Barbara Milberg Fisher (born 1931 in Brooklyn, New York) is an American academic and professional dancer. She is professor emerita of English at the City College of the City University of New York (CUNY), where she taught for 29 years. She has published several works, including on the life of Wallace Stevens. Prior to her academic career, under her maiden name, Barbara Milberg, she danced with the short-lived Ballet Society, founded by George Balanchine and Lincoln Kirstein; became soloist with the New York City Ballet (NYCB) in its first decade; and then joined Jerome Robbins's newly formed Ballets: USA, touring Europe and the States with that company as a principal dancer.
The daughter of immigrant Ukrainian Jews, Barbara Milberg, reared with her older brother, David, in Brooklyn, was a student of classical piano from childhood. By the age of six she had survived dysentery and pneumonia, and her parents (father, a dentist; mother, a hygienist) enrolled her in ballet lessons to build up her strength. For several years she studied at the School of American Ballet, and, in 1946, at 14 years old, was invited by Balanchine to join Ballet Society, the beginning of her career as a professional dancer, which extended to 1962.

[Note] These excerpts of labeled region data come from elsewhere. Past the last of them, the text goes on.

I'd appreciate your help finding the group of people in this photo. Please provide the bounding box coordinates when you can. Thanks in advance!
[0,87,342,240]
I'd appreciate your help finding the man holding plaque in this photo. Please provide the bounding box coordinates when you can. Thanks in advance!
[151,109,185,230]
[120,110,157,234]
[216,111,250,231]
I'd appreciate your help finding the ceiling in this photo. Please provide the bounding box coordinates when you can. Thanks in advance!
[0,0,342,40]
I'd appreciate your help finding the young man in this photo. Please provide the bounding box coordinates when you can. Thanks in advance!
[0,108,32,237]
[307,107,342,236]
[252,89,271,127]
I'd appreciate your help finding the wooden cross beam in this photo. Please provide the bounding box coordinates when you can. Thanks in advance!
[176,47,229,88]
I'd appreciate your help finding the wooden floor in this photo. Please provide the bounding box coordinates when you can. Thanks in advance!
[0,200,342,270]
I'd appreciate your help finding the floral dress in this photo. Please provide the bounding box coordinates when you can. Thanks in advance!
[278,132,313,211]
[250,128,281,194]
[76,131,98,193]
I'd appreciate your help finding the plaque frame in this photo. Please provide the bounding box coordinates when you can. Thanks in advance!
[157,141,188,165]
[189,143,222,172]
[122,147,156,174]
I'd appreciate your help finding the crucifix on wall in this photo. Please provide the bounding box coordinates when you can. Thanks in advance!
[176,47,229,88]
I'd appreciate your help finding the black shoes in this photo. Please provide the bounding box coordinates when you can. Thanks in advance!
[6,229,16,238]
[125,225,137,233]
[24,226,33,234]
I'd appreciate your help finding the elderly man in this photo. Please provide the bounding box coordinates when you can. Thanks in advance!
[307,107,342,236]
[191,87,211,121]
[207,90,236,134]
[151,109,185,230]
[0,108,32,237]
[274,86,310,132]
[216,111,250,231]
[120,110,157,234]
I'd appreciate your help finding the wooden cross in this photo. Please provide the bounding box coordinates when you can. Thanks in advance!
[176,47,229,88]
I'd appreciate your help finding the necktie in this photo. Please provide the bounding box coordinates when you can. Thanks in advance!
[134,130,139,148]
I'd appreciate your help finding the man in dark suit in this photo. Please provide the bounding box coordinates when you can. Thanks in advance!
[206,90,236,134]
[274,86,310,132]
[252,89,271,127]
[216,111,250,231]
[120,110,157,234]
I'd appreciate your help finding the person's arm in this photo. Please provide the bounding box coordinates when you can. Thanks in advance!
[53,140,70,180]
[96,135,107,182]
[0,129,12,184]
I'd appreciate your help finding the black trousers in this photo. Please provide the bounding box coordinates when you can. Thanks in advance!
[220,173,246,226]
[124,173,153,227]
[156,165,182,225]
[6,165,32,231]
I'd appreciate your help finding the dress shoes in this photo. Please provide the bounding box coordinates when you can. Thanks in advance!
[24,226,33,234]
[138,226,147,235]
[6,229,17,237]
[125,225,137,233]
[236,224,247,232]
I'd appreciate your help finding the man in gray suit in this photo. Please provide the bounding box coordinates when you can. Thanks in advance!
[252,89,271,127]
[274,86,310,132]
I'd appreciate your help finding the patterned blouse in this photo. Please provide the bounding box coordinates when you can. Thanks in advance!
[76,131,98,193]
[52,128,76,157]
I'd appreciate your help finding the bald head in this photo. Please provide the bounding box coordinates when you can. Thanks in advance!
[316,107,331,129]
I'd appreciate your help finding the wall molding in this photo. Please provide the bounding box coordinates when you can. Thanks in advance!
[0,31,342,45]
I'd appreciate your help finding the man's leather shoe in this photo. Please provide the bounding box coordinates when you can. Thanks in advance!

As a child, Milberg began dancing lessons in Brooklyn with a teacher she knew only as "Selma," and subsequently enrolled as a student at the School of American Ballet (SAB) for further training. In the early 1940s, she began to study classical piano with Dorothy Taubman, who prepared her for admission to New York's High School of Music and Art. At SAB, her teachers included Pierre Vladimiroff, Muriel Stuart, Anatole Oboukhov, Felia Doubrovska, and, after joining Ballet Society, Balanchine. Her first performance in Ballet Society was in 1946, as a member of the corps de ballet in Balanchine's Mozart work Symphonie Concertante.